What Kind of Person Does That?

The Thanksgiving episode shone a brief spotlight on what my life with Larry was really like.

Up until then, I’d believed I had the best of both worlds: a family who loved me (and allowed me to watch our dog) and a boyfriend who satisfied my every desire: a safe place to sleep and eat, a semi-functional gigging band in which I could sometimes sing, a boom box to play my favorite music, and enough alcohol to completely anesthetize me 24 hours a day, seven days a week, for the rest of my life.

But watching Larry chase my beloved childhood poodle down the street caused something inside me to snap – a veil lifted and I lost my already errant feelings of security.

I saw Larry in a new light for the first time. I suddenly recognized that the man I was dating wasn’t actually a beacon to freedom. I was dating a highly fallible human being. Whereas I once trusted him with my life, I now doubted him completely.

I didn’t know the man I thought I knew. And I couldn’t believe in this new guy.

Larry scared my dog – my tiny, short-legged, aging brown poodle – for absolutely no reason. Who does that? What kind of person does that? What would make Larry turn his rage on a helpless animal?

Larry had always treated me with so much kindness – and I’d always believed he had a kind heart. Now I wondered: was Larry actually an abuser?

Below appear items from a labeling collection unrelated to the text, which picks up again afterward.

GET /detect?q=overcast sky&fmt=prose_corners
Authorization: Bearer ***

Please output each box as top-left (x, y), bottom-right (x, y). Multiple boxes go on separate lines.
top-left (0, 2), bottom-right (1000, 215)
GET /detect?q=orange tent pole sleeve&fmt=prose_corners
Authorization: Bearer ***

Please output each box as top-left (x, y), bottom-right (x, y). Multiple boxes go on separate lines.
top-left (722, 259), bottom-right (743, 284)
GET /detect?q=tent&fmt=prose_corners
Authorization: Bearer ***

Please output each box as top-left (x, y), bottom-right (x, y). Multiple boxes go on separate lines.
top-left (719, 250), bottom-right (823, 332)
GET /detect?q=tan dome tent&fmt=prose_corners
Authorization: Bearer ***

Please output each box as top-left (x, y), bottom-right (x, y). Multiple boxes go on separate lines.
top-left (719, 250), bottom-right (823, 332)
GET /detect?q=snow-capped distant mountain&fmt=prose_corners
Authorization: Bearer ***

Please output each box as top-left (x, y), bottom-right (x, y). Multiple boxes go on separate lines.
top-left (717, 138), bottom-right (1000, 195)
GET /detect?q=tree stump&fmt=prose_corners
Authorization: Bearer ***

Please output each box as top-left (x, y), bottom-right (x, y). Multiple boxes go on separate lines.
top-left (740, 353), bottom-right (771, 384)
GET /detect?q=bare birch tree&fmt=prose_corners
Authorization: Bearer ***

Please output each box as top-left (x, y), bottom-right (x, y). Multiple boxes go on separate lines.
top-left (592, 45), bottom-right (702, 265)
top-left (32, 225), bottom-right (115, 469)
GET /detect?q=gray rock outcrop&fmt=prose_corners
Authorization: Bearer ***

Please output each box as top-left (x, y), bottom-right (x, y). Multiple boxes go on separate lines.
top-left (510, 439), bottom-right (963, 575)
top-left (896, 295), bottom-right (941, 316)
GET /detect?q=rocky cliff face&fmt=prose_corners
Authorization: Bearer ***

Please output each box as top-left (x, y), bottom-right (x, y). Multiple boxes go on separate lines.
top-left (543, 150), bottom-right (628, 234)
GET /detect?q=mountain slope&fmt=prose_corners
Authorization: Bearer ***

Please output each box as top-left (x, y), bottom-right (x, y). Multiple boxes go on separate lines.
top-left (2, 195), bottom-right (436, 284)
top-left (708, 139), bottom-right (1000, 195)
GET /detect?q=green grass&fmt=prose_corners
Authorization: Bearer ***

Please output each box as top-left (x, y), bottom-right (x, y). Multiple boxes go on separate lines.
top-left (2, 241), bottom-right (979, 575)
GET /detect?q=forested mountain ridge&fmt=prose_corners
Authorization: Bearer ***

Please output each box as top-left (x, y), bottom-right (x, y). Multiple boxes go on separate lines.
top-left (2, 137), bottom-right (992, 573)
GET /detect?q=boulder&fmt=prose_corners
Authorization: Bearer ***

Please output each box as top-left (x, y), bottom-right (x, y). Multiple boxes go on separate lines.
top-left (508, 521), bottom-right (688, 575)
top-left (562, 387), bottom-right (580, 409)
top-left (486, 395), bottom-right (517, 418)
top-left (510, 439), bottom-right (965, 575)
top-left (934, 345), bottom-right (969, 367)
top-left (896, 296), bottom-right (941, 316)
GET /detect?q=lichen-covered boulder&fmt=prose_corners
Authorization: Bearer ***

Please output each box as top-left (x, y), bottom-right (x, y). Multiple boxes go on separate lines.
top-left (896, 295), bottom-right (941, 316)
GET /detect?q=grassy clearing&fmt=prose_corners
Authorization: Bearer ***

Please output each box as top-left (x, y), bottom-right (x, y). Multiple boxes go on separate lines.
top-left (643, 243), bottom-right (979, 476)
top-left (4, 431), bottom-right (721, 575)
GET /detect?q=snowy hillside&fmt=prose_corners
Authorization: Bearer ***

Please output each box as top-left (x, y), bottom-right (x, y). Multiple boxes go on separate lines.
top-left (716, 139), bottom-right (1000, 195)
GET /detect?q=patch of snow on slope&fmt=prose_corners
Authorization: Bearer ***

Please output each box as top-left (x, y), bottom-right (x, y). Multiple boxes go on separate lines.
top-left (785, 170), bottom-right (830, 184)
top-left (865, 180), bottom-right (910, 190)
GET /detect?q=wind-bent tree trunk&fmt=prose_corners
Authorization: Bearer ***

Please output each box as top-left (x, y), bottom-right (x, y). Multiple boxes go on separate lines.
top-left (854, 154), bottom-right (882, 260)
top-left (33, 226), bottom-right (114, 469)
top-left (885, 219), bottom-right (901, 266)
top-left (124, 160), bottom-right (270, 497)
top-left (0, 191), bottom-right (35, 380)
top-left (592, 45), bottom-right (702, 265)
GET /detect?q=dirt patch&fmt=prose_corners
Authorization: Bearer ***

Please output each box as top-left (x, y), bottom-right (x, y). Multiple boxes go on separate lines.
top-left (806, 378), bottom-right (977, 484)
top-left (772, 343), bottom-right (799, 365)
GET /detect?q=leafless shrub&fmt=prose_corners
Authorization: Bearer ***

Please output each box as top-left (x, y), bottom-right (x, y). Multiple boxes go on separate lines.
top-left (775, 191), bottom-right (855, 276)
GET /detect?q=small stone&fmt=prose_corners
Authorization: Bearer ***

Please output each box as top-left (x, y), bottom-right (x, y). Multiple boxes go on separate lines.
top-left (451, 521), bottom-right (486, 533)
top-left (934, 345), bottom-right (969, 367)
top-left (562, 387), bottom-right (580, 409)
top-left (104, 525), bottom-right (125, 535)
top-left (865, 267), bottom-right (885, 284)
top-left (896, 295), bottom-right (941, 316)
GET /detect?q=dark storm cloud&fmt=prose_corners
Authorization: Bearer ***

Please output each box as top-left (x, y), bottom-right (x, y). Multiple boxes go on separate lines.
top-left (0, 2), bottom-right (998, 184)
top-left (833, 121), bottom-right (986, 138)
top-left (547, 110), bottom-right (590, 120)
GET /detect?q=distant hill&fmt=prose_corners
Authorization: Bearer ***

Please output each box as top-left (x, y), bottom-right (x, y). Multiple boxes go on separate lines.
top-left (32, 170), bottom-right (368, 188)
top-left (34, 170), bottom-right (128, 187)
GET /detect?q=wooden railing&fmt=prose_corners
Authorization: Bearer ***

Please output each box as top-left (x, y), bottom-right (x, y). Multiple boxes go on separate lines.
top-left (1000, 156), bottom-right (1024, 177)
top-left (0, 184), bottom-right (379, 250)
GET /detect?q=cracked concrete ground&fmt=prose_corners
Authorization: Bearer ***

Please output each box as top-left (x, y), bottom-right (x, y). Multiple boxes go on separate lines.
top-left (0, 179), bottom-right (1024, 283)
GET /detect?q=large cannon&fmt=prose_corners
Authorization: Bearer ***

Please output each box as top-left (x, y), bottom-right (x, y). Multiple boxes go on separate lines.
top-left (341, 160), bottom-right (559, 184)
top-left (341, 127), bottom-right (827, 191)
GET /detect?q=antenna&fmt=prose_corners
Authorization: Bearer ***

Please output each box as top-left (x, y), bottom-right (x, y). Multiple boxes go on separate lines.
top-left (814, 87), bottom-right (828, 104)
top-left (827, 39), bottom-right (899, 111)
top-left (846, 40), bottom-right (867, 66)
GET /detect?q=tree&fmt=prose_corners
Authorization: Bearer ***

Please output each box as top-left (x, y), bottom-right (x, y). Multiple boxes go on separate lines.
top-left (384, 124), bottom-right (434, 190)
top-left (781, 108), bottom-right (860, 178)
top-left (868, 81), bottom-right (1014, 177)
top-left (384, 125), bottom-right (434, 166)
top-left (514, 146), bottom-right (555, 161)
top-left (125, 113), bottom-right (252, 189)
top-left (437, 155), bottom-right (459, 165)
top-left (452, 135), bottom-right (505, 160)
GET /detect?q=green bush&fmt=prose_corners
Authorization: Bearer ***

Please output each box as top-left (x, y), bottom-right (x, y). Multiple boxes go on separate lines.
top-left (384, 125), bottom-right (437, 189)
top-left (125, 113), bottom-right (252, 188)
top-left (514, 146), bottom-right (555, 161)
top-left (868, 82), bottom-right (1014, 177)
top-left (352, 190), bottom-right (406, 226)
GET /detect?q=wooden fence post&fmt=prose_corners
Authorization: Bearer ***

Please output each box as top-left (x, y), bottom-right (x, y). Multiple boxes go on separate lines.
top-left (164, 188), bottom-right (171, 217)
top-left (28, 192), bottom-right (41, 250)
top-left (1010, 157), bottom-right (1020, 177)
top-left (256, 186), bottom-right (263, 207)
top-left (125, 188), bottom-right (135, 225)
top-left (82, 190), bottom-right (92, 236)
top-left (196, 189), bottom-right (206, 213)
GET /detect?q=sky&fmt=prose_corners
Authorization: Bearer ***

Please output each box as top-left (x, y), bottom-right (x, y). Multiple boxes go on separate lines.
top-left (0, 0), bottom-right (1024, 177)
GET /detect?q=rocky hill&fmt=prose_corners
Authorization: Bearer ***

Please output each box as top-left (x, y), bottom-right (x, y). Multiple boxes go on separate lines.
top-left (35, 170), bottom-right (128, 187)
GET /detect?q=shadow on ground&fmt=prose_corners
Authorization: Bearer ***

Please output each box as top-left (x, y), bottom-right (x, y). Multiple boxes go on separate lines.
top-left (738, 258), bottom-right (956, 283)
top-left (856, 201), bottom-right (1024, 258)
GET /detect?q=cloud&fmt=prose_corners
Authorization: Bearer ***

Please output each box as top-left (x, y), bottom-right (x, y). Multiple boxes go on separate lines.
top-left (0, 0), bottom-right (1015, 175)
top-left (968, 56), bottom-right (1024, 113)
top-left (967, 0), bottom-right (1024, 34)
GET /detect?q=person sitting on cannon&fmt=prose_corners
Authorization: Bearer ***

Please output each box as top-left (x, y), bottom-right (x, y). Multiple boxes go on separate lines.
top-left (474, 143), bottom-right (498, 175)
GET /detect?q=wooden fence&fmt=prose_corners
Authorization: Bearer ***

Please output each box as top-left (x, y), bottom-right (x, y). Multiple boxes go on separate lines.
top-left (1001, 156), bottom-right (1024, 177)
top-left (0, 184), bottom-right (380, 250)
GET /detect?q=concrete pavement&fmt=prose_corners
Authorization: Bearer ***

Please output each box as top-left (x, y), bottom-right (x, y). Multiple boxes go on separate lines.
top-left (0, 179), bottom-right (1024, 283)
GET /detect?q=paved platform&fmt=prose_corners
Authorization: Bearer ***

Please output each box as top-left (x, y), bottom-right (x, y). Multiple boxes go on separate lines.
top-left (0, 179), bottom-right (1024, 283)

I flashed back on the “instinctive” black eye that I’d gotten for my drunken misbehavior. I’d written that off as a “mistake,” something he’d never do again. I blamed myself for slamming the car into park during an otherwise pleasant drive. And I reasoned that, since I didn’t remember being hit, Larry could have lied to me – but he chose to be honest.

Because Larry was a good guy. He wouldn’t lie to me.

But on Thanksgiving, I entered into my tiny stockpile of evidence: one traumatized dog, shaking and afraid, and a neighborhood full of strangers who saw us as the white trash we’d become.

Maybe Larry wasn’t the savior I’d believed him to be. Maybe he was some other kind of person entirely.

And if he was, what could I do about it? I couldn’t change him; he was old.

I’d left my family – twice – to be with him. Bonnie was my best friend in the world but she was at the University of Akron now, with new friends. I couldn’t move in with her there, and I sure couldn’t wreck the lives of any of my college friends, who hadn’t graduated to become full-time alcoholics.

And I couldn’t go back to my parents while continuing to drink – certainly not comfortably.

And I definitely wasn’t going to give up alcohol.

So, unlike in Florida where I blamed my environment, I started to blame Larry for the way I felt.

But I couldn’t leave him. I was stuck. For the first time, I realized I was stuck living with Larry.

Yet it took me a very, very long time to figure out why.